More data is coming from the annual Sunshine State Survey.
This time, it shows that 85 percent of Floridians want people buying a gun or getting a gun license to get mental health screenings first.
Susan MacManus, the survey director and a political scientist at the University of South Florida, says that almost all Floridians agree on this issue.
"This is probably the most solid and most consensual opinion that we've seen in virtually the entire Sunshine State Survey," she says.
This fifth annual survey of Floridians also shows that women were most in favor of the screenings.
McManus says this information highlights how Floridians are linking mental health and recent mass shootings.
"When the perpetrator or the accused is finally captured and you peel back, what do you see almost always?" she says. "There is a link to some kind of mental health problem."
Only three percent of the 1,200 adults surveyed had no opinion on this issue.
Data coming from the survey also shows that Floridians are uncomfortable with police officers using drones.
Ninety percent of those surveyed think wearing a body camera is a good policy, but believe drones are invasive.

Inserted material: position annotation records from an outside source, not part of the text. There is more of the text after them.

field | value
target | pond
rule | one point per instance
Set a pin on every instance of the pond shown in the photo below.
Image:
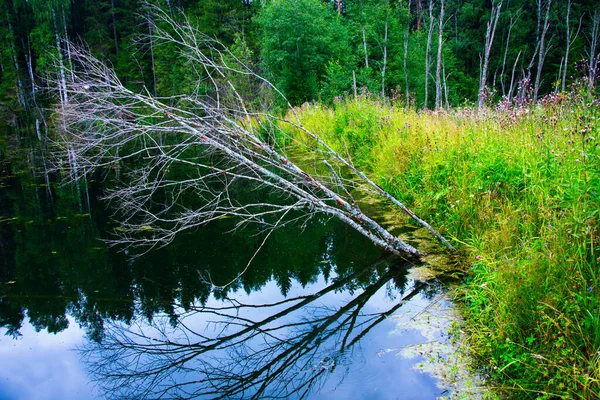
(315, 315)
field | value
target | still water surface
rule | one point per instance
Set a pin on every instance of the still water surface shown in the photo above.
(81, 320)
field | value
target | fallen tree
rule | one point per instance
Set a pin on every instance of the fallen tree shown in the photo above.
(215, 137)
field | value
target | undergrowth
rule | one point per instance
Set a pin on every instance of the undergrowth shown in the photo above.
(518, 190)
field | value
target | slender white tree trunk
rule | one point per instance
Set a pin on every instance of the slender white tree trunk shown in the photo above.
(594, 55)
(427, 54)
(487, 47)
(385, 36)
(438, 70)
(542, 51)
(406, 35)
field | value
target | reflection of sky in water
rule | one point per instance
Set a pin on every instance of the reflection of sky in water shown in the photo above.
(44, 366)
(39, 365)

MacManus says some Floridians think the policy crosses a line.
"Some people see it as a privacy issue, an invasion of privacy," she says. "And others see it as more of a way of catching criminals and those are two very different opinions."

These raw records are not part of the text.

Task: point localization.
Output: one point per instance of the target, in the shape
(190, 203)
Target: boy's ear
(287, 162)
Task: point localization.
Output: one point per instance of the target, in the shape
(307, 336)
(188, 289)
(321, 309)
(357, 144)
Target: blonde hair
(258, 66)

Those in favor of drones has increased from 26 percent in 2014 to 31 percent this year.
MacManus says this is because of shifting opinions on protecting rights.

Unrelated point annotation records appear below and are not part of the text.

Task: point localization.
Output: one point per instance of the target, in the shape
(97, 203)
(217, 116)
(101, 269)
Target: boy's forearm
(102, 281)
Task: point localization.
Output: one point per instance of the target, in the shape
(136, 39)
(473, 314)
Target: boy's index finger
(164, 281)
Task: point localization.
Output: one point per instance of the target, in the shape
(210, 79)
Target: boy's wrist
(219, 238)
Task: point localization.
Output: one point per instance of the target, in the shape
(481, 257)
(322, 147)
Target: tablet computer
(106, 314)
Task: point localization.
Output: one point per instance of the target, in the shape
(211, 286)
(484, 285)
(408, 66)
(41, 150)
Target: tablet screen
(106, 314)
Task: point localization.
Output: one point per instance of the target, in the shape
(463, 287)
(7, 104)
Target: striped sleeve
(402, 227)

"There's been a lot of attention to the erosion of individual rights and attention to privacy," she says.
The survey says those in favor of drone use are generally older adults with full-time jobs and an income of at least $75,000 a year.
The survey says those in favor of drone use are generally older adults with full-time jobs and an income of at least $75,000 a year.
The survey is conducted by the University of South Florida and the Nielsen Company.